How to contribute to your retirement every day, for the cost of a Starbucks drink.
One of the essential principles of investing, which cannot be emphasized enough, is to invest early, regardless of the amount. One can never start too early, and there is a tendency of investments to increase over time, not necessarily linearly, but upward nonetheless.
The fundamental definition of investing is giving up something that is good NOW, for something that you HOPE will be better in the future. It takes a leap of faith on a lot of fronts and reminds me of the classic children’s story of the Three Little Pigs. While it may be easy to invest in the short term, like the first little pig who built his house of straw, or maybe put in a little bit more effort, like the second little pig who built his house of sticks, what will truly weather the storm is hard work and careful thought and planning, like the third little pig who built his house of brick. You want to be the hardworking third little pig, who was building something solid for the future.

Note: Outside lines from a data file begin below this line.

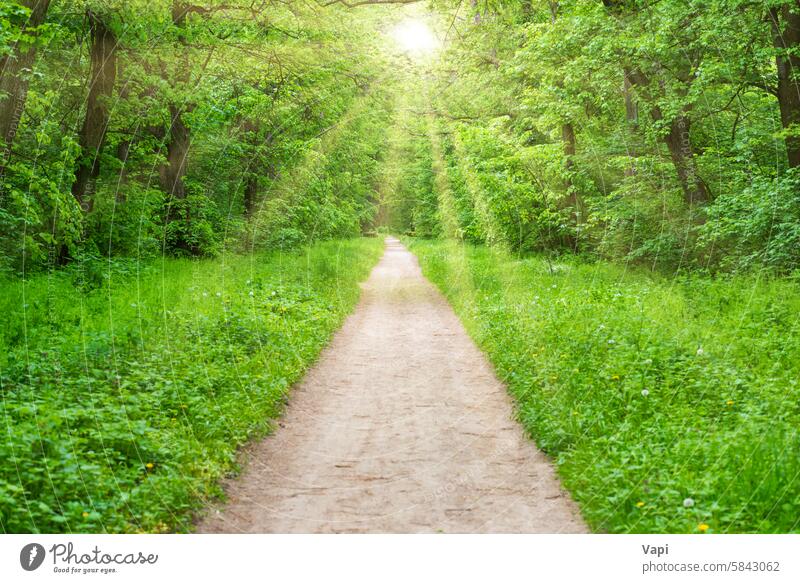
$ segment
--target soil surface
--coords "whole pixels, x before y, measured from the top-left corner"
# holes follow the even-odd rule
[[[355,312],[199,532],[586,532],[486,357],[386,241]]]

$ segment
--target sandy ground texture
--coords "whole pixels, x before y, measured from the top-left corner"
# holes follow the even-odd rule
[[[586,532],[547,458],[396,239],[199,532]]]

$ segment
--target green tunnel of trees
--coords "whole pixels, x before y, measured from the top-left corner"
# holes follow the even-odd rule
[[[799,167],[800,0],[0,0],[0,531],[192,530],[376,233],[592,528],[796,531]]]
[[[435,54],[391,50],[409,16]],[[5,272],[376,226],[800,259],[796,1],[6,0],[0,31]]]

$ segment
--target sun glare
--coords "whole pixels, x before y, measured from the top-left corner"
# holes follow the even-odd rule
[[[392,29],[397,46],[406,53],[418,55],[431,53],[439,47],[439,39],[422,20],[407,19]]]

The earlier you invest, the longer time the investment has to gain a return.
To illustrate, here is an example with the following simple assumptions:
1. You currently buy 5 Starbucks drinks a week, each costing $4.35 (including sales tax)

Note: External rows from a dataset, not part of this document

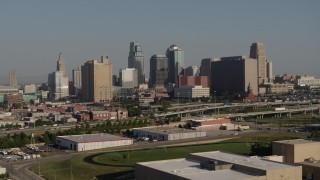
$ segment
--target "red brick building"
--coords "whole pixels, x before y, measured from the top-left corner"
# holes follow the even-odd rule
[[[202,86],[209,87],[208,76],[179,76],[179,87],[181,86]]]

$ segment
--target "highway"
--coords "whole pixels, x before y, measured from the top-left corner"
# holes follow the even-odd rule
[[[286,107],[286,106],[294,106],[295,108],[300,108],[300,106],[312,106],[312,104],[308,101],[303,102],[267,102],[267,103],[239,103],[239,104],[233,104],[233,105],[222,105],[222,104],[201,104],[201,105],[184,105],[179,107],[172,107],[171,109],[168,108],[168,110],[171,110],[167,113],[160,113],[155,114],[155,117],[167,117],[172,115],[181,115],[181,114],[190,114],[192,112],[201,112],[208,110],[217,110],[219,113],[220,109],[228,109],[228,108],[234,108],[234,107],[240,107],[240,108],[246,108],[246,107]]]

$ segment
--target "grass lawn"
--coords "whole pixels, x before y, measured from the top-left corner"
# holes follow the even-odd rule
[[[189,153],[221,150],[226,152],[249,154],[250,147],[244,142],[213,143],[186,147],[172,147],[125,152],[79,155],[71,160],[40,164],[40,172],[46,179],[113,179],[134,170],[136,162],[184,158]],[[38,173],[39,166],[31,167]]]
[[[73,179],[75,180],[93,179],[94,177],[114,179],[119,175],[133,172],[134,164],[137,162],[184,158],[189,153],[216,150],[248,155],[250,144],[253,142],[305,138],[305,136],[292,133],[257,133],[254,137],[252,134],[244,135],[237,139],[205,145],[82,154],[71,160],[41,164],[40,171],[46,179],[71,179],[72,166]],[[39,166],[35,165],[31,170],[38,173]]]

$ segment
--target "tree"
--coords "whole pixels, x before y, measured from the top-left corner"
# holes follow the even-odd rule
[[[256,142],[251,145],[251,155],[269,156],[272,154],[272,144],[270,142]]]
[[[311,138],[318,138],[320,137],[320,131],[314,131],[310,135]]]

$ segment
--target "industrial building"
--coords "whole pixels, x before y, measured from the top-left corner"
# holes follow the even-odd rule
[[[83,134],[58,136],[56,143],[59,147],[64,147],[76,151],[88,151],[108,147],[117,147],[133,144],[133,140],[111,134]]]
[[[205,137],[207,136],[207,133],[174,127],[145,127],[134,128],[133,136],[137,138],[147,137],[150,140],[172,141],[180,139]]]
[[[135,178],[139,180],[298,180],[302,178],[302,168],[264,160],[257,156],[212,151],[190,154],[186,159],[137,163]]]
[[[272,142],[272,153],[285,163],[302,166],[303,179],[320,177],[320,139],[293,139]]]
[[[284,156],[285,163],[320,160],[320,139],[292,139],[272,142],[272,154]]]

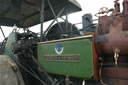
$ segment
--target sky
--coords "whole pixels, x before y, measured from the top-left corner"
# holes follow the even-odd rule
[[[97,17],[95,17],[94,15],[99,11],[99,9],[102,8],[102,7],[107,7],[109,9],[114,8],[114,1],[115,0],[77,0],[77,1],[82,7],[82,11],[74,13],[74,14],[70,14],[68,16],[69,22],[71,22],[73,24],[82,22],[82,16],[86,13],[91,13],[93,15],[93,19],[97,19]],[[119,2],[121,3],[120,7],[122,9],[123,0],[119,0]],[[50,22],[47,22],[47,23],[44,24],[44,29],[46,29],[48,27],[48,24]],[[79,25],[78,27],[81,28],[82,25]],[[10,28],[10,27],[2,26],[2,28],[3,28],[3,31],[4,31],[6,37],[13,30],[12,27]],[[32,27],[31,30],[34,31],[34,32],[39,32],[40,31],[40,25]],[[2,42],[3,39],[4,39],[4,37],[3,37],[3,35],[0,31],[0,42]]]

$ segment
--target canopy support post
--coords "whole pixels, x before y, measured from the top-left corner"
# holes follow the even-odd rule
[[[68,30],[68,6],[66,6],[65,12],[66,12],[66,15],[65,15],[65,17],[66,17],[65,25],[66,25],[66,32],[67,32],[67,30]]]
[[[42,0],[40,9],[40,41],[43,41],[43,23],[44,23],[44,0]]]

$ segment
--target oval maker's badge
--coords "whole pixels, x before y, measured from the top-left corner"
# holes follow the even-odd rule
[[[56,48],[55,48],[55,52],[60,55],[63,53],[64,47],[62,47],[61,43],[57,43],[56,44]]]

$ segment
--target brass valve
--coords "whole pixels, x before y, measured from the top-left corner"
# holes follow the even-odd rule
[[[119,53],[120,53],[120,50],[119,49],[115,49],[114,50],[114,59],[115,59],[115,65],[116,66],[118,64]]]
[[[118,53],[114,53],[114,58],[115,58],[115,65],[117,65],[118,64],[119,54]]]
[[[107,7],[102,7],[102,8],[100,8],[100,10],[99,10],[99,12],[98,13],[96,13],[95,14],[95,16],[96,17],[99,17],[99,16],[101,16],[100,14],[105,14],[105,15],[107,15],[109,12],[111,12],[111,11],[114,11],[114,9],[108,9]]]

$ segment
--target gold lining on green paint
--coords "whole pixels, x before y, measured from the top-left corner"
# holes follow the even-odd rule
[[[80,40],[80,39],[86,39],[86,38],[91,38],[91,37],[93,37],[93,35],[80,36],[80,37],[74,37],[74,38],[66,38],[66,39],[60,39],[60,40],[45,41],[45,42],[40,42],[38,44],[48,44],[48,43],[55,43],[55,42]]]
[[[80,54],[44,55],[44,61],[80,62]]]

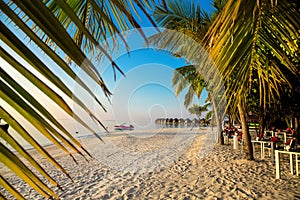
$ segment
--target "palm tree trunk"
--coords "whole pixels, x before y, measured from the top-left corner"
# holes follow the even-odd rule
[[[263,112],[259,114],[259,133],[264,133],[266,128],[266,118]]]
[[[227,115],[228,115],[228,127],[230,128],[233,126],[233,117],[230,112],[228,112]]]
[[[212,99],[212,105],[213,105],[215,118],[216,118],[216,122],[217,122],[218,144],[224,145],[224,137],[223,137],[223,134],[222,134],[222,121],[220,119],[220,116],[219,116],[219,113],[218,113],[218,108],[217,108],[217,105],[216,105],[216,101],[214,99]]]
[[[238,110],[239,110],[241,124],[242,124],[242,133],[243,133],[242,138],[244,142],[243,148],[246,154],[246,159],[254,160],[253,149],[251,144],[251,136],[250,136],[247,119],[246,119],[246,109],[244,104],[242,104],[242,102],[238,104]]]

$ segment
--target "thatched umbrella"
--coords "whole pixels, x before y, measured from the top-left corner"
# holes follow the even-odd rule
[[[184,124],[185,124],[185,125],[190,125],[191,122],[192,122],[192,121],[191,121],[189,118],[186,118],[186,119],[184,120]]]
[[[173,124],[178,124],[178,123],[179,123],[178,118],[175,118],[175,119],[173,120]]]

2. As of right now, you are 45 years away from your planned retirement date
3. To eliminate income tax rate discussions/distractions, we assume you can contribute to a Roth type investment account (using after tax take home pay, just like the Starbucks purchases)
4.To eliminate assumptions for inflation, we are using a constant price for Starbucks and a relatively low annual rate of return on investment
5. No potential employer match, this is just your elective contributions to your retirement plan
Let’s run the numbers, if you were to “re-invest” your Starbucks habit:
According to the CNBC, half of families have no retirement savings, and the median retirement savings is only $5,000. For those who do have retirement savings, the median is $60,000…which is still pretty scary. Considering these low median amounts, the sacrifice of giving up Starbucks doesn’t seem that daunting compared to the growth potential of reinvesting those funds.
My point here is that, whether it’s giving up a few Starbucks drinks, dining out, or a movie theater ticket here or there, and reinvesting it into your future can have major benefits. If you plan to “pay yourself first” and only save what’s “left over” you will save nothing.
I urge everyone to maximize their retirement savings, take advantage of employer match, and consult your personal financial advisor and/or 401(k) investment advisor for more details and a personalized analysis.